Monday, November 24, 2008

Tufts

Tufts had a spectacular campus: the cluster of original buildings were more than a hundred years old in 1967. They rested on a huge mound formed by the movement of glaciers in the area 10,000 years before (we called Tufts "the dump on the hump" when exceeding pissed off at the school or just to be cynical - a constant endeavor). Anyway, our tour continues: immense deciduous trees grew around and between the original buildings, and in the fall this part of campus had the amazing red, orange and yellow foliage accurately associated with New England before the snow arrives. Ivy? That insidious, but beautiful vine was everywhere. It was quite the background in the autumn, and a number of films, TV shows and commercials used Tufts as the focal point of their productions during the time I was a student there. I'm embarrassed to say, no one invited me to be an extra.

Tufts had bought lots of land in the area straddling Medford and Somerville in the 1850s, and had always had the luxury of expanding how and when it chose to. Because of this, there was some consistency in the structures on campus. The University President's House was a huge Colonial home located on the slope mid way down the Hill, not two hundred yard from his office in the Administration building. Fraternity Row was 100 yards further on. By anyone's standards, these large wooden houses, adorned with the Greek letters members pledged to, were impressive. More so were the houses on the next street - Professor's Row. If you want to keep good profs, offer them nice digs, and these mini-mansions were good enough to keep tenured heads and assistant heads of Departments satisfied and settled.

As the land flattened out and you moved off the official campus, the University owned probably 75 or more small houses. Some were used as special interest student dwellings; some were rental homes for married students; some were rented to the neighborhood at a reduced rate. Beyond that was a diminishing strip of land allocated for future development. Tufts' Graduate Schools - Medical, Dental and Veterinary - were located in Downtown Boston.

Residential Halls were found back up the hill. Jackson College - the Women's College, under the umbrella of Tufts University (the school was completely co-ed in all other ways) - was at a lower point on the hill than Tufts College (reflective of the time Jackson was established and the status of women at that point). Jackson had a poorly formed, functionless quad. Perhaps in days gone by, completely, utterly clothed women played miniature croquet there, but other than that, it was ten jumps across on a day you didn't eat your Wheaties.
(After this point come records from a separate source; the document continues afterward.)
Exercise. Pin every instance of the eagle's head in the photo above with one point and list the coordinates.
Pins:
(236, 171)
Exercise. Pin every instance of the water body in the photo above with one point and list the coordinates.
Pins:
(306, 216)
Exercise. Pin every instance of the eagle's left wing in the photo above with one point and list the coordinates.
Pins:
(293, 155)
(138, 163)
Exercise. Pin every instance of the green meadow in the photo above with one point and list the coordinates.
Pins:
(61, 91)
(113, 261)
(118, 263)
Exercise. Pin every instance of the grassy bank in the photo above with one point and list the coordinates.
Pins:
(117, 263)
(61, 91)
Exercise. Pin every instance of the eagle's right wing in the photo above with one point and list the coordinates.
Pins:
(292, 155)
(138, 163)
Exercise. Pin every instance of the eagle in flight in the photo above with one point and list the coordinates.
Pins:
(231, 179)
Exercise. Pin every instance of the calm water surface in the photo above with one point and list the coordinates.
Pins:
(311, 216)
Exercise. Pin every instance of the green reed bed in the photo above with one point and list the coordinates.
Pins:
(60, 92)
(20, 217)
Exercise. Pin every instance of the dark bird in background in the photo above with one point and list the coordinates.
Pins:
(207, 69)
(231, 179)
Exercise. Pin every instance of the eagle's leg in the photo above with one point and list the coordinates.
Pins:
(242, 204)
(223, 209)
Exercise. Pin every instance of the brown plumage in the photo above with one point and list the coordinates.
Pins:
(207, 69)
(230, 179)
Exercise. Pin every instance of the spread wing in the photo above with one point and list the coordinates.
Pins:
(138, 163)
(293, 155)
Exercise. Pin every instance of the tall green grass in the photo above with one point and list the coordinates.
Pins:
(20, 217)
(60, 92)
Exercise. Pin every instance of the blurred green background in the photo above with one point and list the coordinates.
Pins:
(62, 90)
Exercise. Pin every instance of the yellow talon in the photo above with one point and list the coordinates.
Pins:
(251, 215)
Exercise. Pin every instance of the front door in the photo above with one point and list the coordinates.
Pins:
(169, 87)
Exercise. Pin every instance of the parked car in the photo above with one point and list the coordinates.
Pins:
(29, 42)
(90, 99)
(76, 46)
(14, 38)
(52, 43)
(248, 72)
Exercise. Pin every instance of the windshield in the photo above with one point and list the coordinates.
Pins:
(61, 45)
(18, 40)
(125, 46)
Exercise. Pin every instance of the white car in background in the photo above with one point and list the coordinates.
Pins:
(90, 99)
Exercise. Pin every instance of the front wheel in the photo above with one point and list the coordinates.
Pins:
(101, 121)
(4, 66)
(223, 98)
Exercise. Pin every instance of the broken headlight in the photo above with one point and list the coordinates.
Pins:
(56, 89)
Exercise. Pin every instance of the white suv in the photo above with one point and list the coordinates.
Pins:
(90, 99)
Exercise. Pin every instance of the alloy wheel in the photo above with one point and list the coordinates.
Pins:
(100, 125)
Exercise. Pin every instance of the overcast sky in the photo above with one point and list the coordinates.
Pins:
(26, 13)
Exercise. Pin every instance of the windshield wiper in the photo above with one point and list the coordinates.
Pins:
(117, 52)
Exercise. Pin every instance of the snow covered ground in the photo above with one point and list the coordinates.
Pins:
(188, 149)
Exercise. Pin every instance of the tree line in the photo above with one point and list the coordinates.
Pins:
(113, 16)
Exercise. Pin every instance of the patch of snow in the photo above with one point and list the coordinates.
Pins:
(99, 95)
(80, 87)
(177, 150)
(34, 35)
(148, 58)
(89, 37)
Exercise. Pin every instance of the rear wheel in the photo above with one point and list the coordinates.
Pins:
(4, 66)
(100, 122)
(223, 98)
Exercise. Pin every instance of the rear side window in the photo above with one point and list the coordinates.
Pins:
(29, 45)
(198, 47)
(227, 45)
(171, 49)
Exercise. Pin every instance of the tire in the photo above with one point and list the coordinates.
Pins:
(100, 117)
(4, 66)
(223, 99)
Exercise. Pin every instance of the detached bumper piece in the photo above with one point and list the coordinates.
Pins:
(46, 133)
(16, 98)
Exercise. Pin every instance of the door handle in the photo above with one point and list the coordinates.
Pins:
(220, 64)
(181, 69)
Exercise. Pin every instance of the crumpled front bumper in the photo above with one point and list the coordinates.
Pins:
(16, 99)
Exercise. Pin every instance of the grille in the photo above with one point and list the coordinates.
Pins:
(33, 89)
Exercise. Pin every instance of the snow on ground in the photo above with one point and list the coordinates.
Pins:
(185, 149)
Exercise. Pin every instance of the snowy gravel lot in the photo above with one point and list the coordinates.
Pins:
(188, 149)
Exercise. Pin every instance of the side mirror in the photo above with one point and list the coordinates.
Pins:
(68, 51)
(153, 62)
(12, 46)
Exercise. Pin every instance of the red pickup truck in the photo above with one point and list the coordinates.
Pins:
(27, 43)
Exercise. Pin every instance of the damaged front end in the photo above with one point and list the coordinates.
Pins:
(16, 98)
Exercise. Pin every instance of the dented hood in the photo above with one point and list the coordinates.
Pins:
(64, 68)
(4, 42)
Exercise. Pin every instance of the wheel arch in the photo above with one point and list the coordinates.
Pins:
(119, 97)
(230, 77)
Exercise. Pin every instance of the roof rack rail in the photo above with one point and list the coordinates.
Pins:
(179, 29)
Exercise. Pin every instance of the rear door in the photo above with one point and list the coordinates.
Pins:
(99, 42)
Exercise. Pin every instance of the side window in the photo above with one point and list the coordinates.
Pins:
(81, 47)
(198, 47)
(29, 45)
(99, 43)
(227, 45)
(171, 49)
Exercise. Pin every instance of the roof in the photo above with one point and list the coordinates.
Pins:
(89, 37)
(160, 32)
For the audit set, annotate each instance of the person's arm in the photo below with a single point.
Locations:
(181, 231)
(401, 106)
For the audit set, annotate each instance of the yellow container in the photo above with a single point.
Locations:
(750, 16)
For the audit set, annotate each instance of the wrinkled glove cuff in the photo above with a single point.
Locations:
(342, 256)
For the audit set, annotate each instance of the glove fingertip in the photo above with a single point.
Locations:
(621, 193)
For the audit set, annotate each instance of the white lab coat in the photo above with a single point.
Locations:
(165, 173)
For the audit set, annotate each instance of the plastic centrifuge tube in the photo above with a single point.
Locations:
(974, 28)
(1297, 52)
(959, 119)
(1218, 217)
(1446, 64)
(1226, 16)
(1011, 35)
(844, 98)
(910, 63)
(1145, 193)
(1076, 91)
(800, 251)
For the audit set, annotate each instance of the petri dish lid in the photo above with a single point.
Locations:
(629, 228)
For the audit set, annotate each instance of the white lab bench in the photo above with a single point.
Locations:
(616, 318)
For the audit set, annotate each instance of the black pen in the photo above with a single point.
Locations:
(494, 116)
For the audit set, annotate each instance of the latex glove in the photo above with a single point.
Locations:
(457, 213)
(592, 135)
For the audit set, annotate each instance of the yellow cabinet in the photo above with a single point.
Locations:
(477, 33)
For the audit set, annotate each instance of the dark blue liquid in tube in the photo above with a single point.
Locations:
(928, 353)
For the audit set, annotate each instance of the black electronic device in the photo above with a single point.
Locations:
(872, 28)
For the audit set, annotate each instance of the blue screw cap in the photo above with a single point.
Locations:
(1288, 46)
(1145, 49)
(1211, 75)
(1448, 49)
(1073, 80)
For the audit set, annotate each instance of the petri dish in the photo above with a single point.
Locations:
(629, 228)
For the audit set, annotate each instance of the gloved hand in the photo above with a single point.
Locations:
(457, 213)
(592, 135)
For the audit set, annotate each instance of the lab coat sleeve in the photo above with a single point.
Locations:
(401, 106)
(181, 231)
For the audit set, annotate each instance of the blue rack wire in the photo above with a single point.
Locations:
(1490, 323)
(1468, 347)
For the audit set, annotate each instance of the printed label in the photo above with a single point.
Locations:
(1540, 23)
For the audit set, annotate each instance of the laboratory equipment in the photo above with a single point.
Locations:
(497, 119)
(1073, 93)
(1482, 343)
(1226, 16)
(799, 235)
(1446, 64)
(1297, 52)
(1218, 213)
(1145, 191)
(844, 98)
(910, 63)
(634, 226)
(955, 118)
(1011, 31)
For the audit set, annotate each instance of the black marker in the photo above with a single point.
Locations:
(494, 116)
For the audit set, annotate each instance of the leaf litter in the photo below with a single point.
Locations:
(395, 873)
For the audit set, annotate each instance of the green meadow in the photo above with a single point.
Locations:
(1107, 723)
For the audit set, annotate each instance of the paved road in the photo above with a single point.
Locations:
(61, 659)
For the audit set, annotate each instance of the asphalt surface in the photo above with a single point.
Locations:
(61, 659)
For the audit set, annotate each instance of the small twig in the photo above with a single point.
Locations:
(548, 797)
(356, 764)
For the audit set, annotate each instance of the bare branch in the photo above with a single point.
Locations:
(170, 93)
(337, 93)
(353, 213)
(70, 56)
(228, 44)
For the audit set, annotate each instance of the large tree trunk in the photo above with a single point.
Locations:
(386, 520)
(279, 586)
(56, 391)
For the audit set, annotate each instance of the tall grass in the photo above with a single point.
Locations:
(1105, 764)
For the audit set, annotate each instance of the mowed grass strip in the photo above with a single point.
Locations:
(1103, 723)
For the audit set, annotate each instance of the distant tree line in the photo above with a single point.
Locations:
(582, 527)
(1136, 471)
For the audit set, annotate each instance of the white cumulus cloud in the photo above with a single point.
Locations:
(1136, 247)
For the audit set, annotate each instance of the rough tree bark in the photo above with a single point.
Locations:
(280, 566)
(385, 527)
Jackson had newer dorms than Tufts College - nice, bright, modern structures. Consistent architecturally. Absolutely inconsistent, and not seen, from central campus.

The quad I lived next to was big and inviting. Two of the dorms around it, fortunately also invisible to those on main campus, were Soviet-style, efficiency first boxes, with bleak, cinder block walls and linoleum floors. Who wants to vomit on linoleum? And we did a lot of drunk vomiting my first year in a dorm. If you lived in Miller or Houston Hall, you gazed down the Quad at the school's dowager, Carmichael - regal, ancient, inefficient, drafty, noisy, with wood floors and small, leaky johns - it's where everyone wanted to live. It had a spire, which you could reach if you knew hidden passage ways and an obscured ceiling panel, and if you could lift yourself up to the widow's walk at its peak, which provided a grand view of the neighborhood, and of Boston on a clear day.

It was a great place from which to watch activities on the quad, which was constantly filled with students, who constant movement scraped deep walkways in the grass, which was not as well attended to as grass patches are today. There were no Hispanic day laborers then - no hard working illegals - hired at the lowest possible price to keep the University pristine. There were Frisbees and heated discussions; drinking and, later, dope smoking; tanning and posing; milling about and determined striding. Twice a year there were epic football games on the Quad - the Ice Bowl, before Christmas, and the Mud Bowl, usually in early April. They were brutal and intense. You were more likely to get hurt in the Ice Bowl than a Varsity Football player was in the course of a season.

I played in both bowls my Freshman Year, but was a way too cool drug freak to play in them after that.

It's hard to imagine that is more than 40 years ago, and that Tufts is likely a different place now (let's hope Miller and Houston are gone). My last days on campus were not my best. Reality finally caught me, but I wasn't ready to make reality my companion, so it was exit - stage left. I always thought I'd be back to Tufts and Boston "when I got my shit together." Time passed slowly after I left. I saw the campus past midnight in 1972, but have not been been in Massachusetts since then.

I miss it enough to go back. I know you can't go home again, but I'm constantly trying, so why not there? Neil Young wrote "all my changes were there (Canada)." All my changes were at Tufts. That's worth a second look.